Speaking of Ferguson: suffering a loss of form after securing the title was far from an alien concept for his successful Manchester United sides. Neither was the concept of rotation, despite the typical media babbling over the Reds ‘putting the integrity of the league into question’. In his last season in Manchester, United won just one of their last four once Mancini’s City had surrendered their crown, with the Red Devils often making a mountain of changes.

Likewise, the 2006/07 campaign was a similar story for United once they’d dealt with their business early. They picked up a solitary point from their final two matches and even lost at home to a West Ham side who survived on the final day by the absolute skin of their teeth. The hosts’s starting eleven contained Alan Smith, who clocked just 284 minutes in the whole of that league season. Kieran Richardson and Ole Gunnar Solksjaer were also irregulars. Fergie had left Cristiano Ronaldo, Paul Scholes, Nemanja Vidic and Ryan Giggs all on the substitutes bench. Crime when Arne does it though, right?!

So, Liverpool have collected one point from a possible nine and I wouldn’t be staking much on Slot’s men, at half pace, turning over Palace on Sunday.
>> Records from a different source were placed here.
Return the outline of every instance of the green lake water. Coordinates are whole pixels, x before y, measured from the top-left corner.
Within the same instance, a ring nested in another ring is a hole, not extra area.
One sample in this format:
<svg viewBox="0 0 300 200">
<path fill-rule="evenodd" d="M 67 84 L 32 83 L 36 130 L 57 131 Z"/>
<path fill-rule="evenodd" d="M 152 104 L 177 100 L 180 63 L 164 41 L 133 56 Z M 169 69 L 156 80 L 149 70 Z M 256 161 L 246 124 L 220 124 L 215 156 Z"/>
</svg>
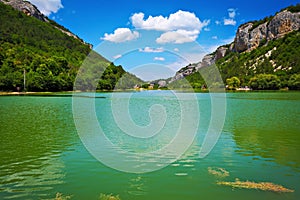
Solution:
<svg viewBox="0 0 300 200">
<path fill-rule="evenodd" d="M 71 96 L 1 96 L 0 199 L 54 199 L 58 192 L 71 199 L 99 199 L 101 193 L 122 200 L 300 199 L 299 92 L 227 93 L 221 136 L 205 158 L 199 157 L 199 151 L 210 122 L 211 101 L 209 93 L 195 95 L 200 121 L 193 144 L 177 161 L 141 174 L 107 167 L 86 150 L 74 124 Z M 139 92 L 130 98 L 130 116 L 140 126 L 151 121 L 151 105 L 166 107 L 168 128 L 149 140 L 124 138 L 111 114 L 116 97 L 111 93 L 97 93 L 97 97 L 101 97 L 95 99 L 100 126 L 124 150 L 160 148 L 172 141 L 178 129 L 180 105 L 167 91 Z M 230 175 L 216 177 L 208 173 L 209 167 L 226 169 Z M 295 191 L 274 193 L 216 184 L 236 178 L 272 182 Z"/>
</svg>

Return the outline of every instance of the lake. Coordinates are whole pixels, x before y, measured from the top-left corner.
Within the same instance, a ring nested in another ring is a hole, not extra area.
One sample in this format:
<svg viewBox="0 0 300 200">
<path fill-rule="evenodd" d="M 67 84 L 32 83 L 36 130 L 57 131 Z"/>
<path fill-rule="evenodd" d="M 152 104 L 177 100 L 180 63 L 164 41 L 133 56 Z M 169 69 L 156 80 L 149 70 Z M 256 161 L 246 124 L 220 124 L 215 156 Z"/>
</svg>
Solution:
<svg viewBox="0 0 300 200">
<path fill-rule="evenodd" d="M 84 95 L 78 98 L 92 100 L 97 126 L 102 128 L 106 139 L 129 155 L 158 151 L 174 142 L 172 138 L 182 119 L 187 118 L 180 115 L 183 112 L 180 108 L 184 108 L 181 103 L 188 105 L 187 109 L 191 109 L 188 113 L 193 117 L 185 122 L 187 134 L 196 125 L 195 135 L 187 135 L 187 139 L 195 137 L 185 152 L 179 152 L 183 153 L 179 158 L 172 153 L 159 155 L 162 159 L 155 154 L 118 158 L 89 134 L 95 131 L 88 124 L 92 119 L 84 115 L 89 105 L 78 108 L 78 115 L 73 116 L 70 95 L 0 96 L 0 199 L 54 199 L 57 193 L 71 199 L 99 199 L 100 194 L 119 195 L 122 200 L 300 199 L 300 92 L 227 93 L 221 135 L 203 158 L 199 152 L 212 115 L 209 93 L 193 94 L 197 104 L 189 98 L 178 102 L 169 91 L 136 92 L 131 96 L 97 93 L 98 98 Z M 118 107 L 119 103 L 127 105 L 125 111 L 128 109 L 131 120 L 122 116 L 124 107 Z M 156 104 L 165 108 L 153 107 Z M 197 109 L 189 107 L 192 104 Z M 153 118 L 148 113 L 151 106 Z M 163 128 L 152 127 L 152 122 L 161 123 Z M 132 136 L 123 133 L 128 131 L 126 124 L 130 123 L 137 126 Z M 158 133 L 151 135 L 154 134 L 151 131 Z M 138 134 L 143 137 L 136 137 Z M 184 143 L 185 139 L 181 140 Z M 89 153 L 93 148 L 101 150 L 97 155 L 104 162 Z M 139 166 L 127 165 L 124 158 Z M 121 171 L 108 167 L 107 163 L 120 167 Z M 139 169 L 149 172 L 124 172 Z M 294 192 L 275 193 L 217 184 L 236 179 L 271 182 Z"/>
</svg>

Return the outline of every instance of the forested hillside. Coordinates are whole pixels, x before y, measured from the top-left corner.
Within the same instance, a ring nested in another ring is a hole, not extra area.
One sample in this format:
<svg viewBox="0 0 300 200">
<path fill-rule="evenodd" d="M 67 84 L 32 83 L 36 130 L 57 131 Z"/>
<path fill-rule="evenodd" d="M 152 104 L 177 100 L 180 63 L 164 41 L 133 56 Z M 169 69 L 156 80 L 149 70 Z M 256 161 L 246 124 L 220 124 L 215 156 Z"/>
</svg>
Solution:
<svg viewBox="0 0 300 200">
<path fill-rule="evenodd" d="M 90 45 L 59 30 L 54 21 L 41 21 L 0 2 L 0 91 L 67 91 L 90 53 Z M 56 25 L 56 26 L 54 26 Z M 142 81 L 95 54 L 99 67 L 107 67 L 98 89 L 111 90 L 121 76 L 132 88 Z M 101 67 L 99 68 L 101 70 Z M 100 77 L 99 77 L 100 79 Z"/>
</svg>

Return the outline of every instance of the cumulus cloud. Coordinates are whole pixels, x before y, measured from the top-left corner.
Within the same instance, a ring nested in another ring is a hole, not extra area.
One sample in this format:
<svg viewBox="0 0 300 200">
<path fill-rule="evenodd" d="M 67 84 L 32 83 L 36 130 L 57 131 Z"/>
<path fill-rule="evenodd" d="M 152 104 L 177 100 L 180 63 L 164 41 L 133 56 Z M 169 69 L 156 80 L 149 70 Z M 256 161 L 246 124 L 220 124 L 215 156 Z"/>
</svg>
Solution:
<svg viewBox="0 0 300 200">
<path fill-rule="evenodd" d="M 194 13 L 179 10 L 168 17 L 149 16 L 144 19 L 144 13 L 135 13 L 130 20 L 135 28 L 164 32 L 156 42 L 158 43 L 185 43 L 195 41 L 201 30 L 210 21 L 200 21 Z"/>
<path fill-rule="evenodd" d="M 164 61 L 165 58 L 164 57 L 154 57 L 153 60 Z"/>
<path fill-rule="evenodd" d="M 114 33 L 105 33 L 104 37 L 101 39 L 110 42 L 121 43 L 137 39 L 139 36 L 140 34 L 137 31 L 131 31 L 129 28 L 118 28 L 114 31 Z"/>
<path fill-rule="evenodd" d="M 229 8 L 227 11 L 228 11 L 229 19 L 224 19 L 224 25 L 235 26 L 236 25 L 236 21 L 234 20 L 234 18 L 236 16 L 236 9 Z"/>
<path fill-rule="evenodd" d="M 160 53 L 164 52 L 164 48 L 151 48 L 151 47 L 145 47 L 144 49 L 139 49 L 139 52 L 146 52 L 146 53 Z"/>
<path fill-rule="evenodd" d="M 232 25 L 235 26 L 236 25 L 236 21 L 234 19 L 224 19 L 224 25 Z"/>
<path fill-rule="evenodd" d="M 211 39 L 217 40 L 217 39 L 218 39 L 218 36 L 216 36 L 216 35 L 215 35 L 215 36 L 212 36 Z"/>
<path fill-rule="evenodd" d="M 188 33 L 187 33 L 188 34 Z M 193 42 L 197 39 L 196 35 L 184 35 L 178 31 L 170 31 L 161 34 L 159 38 L 156 39 L 156 42 L 159 44 L 166 44 L 166 43 L 175 43 L 175 44 L 183 44 L 186 42 Z"/>
<path fill-rule="evenodd" d="M 34 4 L 44 15 L 49 16 L 51 13 L 56 13 L 59 9 L 63 8 L 61 0 L 28 0 Z"/>
<path fill-rule="evenodd" d="M 173 50 L 176 51 L 176 52 L 179 52 L 179 49 L 178 49 L 178 48 L 174 48 Z"/>
</svg>

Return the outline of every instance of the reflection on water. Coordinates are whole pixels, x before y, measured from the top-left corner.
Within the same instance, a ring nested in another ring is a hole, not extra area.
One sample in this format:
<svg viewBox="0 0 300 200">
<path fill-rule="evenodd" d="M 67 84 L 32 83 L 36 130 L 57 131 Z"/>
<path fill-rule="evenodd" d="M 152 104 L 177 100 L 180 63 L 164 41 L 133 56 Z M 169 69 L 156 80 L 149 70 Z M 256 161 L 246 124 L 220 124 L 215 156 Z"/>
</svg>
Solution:
<svg viewBox="0 0 300 200">
<path fill-rule="evenodd" d="M 242 98 L 229 94 L 229 98 L 232 95 L 235 99 L 229 101 L 227 121 L 238 146 L 236 151 L 299 171 L 299 93 L 259 93 Z"/>
<path fill-rule="evenodd" d="M 60 155 L 72 142 L 70 100 L 1 97 L 0 102 L 0 197 L 45 196 L 64 184 Z"/>
<path fill-rule="evenodd" d="M 163 91 L 156 94 L 135 94 L 130 101 L 133 120 L 146 125 L 149 106 L 162 103 L 172 116 L 166 125 L 177 130 L 178 103 Z M 161 134 L 149 143 L 129 140 L 112 121 L 111 94 L 99 96 L 106 97 L 95 101 L 99 123 L 109 133 L 107 137 L 124 150 L 152 151 L 172 139 L 174 133 Z M 75 130 L 71 97 L 0 97 L 0 199 L 51 199 L 57 192 L 72 195 L 72 199 L 99 199 L 101 193 L 119 195 L 122 200 L 299 199 L 300 93 L 227 96 L 224 130 L 207 157 L 200 159 L 199 151 L 210 120 L 210 99 L 209 94 L 197 94 L 201 116 L 193 145 L 166 168 L 146 174 L 110 169 L 87 152 Z M 154 158 L 146 160 L 161 164 Z M 218 186 L 209 167 L 226 169 L 230 176 L 224 181 L 273 182 L 295 192 L 274 194 Z"/>
</svg>

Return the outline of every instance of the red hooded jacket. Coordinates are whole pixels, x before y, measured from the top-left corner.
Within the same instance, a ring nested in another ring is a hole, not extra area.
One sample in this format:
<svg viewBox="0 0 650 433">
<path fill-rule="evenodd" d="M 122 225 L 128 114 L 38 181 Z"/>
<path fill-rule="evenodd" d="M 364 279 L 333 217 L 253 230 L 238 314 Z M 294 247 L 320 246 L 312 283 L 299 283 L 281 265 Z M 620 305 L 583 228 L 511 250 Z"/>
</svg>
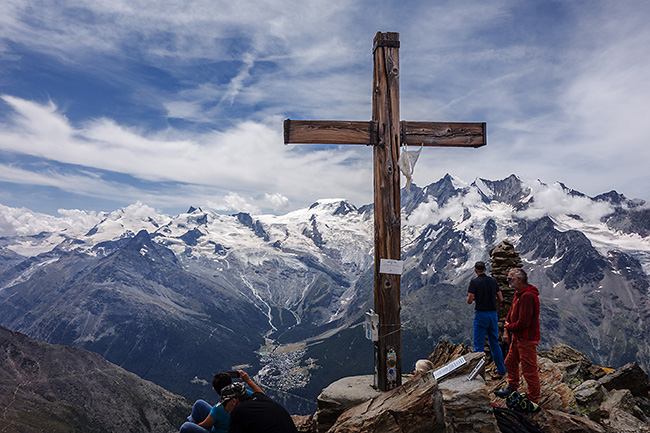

The real main event at the weekend is the trophy presentation. Succeeding that, of course, is Monday’s grand parade. If Carlsberg did Bank Holiday weekends.

Over this little period, three LFC players have been granted their maiden league starts of the season: Harvey Elliott, Wataru Endo and Federico Chiesa. Jarell Quansah has also stepped in to start just his second and third league match of the season as a *central defender*, Stamford Bridge was the first time since the opening day, where that had happened.

Via a 2017 StatsBomb study: “Periods of high rotation do seem to have coincided with worse results for many teams.” Well of course. Chucking in lads on the periphery against some of the country’s leading sides is hardly going to make you favourites. Liverpool have been fielding lineups that you’d never seen before and never, ever, will again. For what it’s worth, I actually perceived the narrow 3-2 loss at Eredivisie champions PSV Eindhoven, in the final UCL League Phase clash, as a great achievement. Jayden Danns and James McConnell started that one, Andy Robertson played as a central defender for the first time; a number of academy kids made their club debut, too.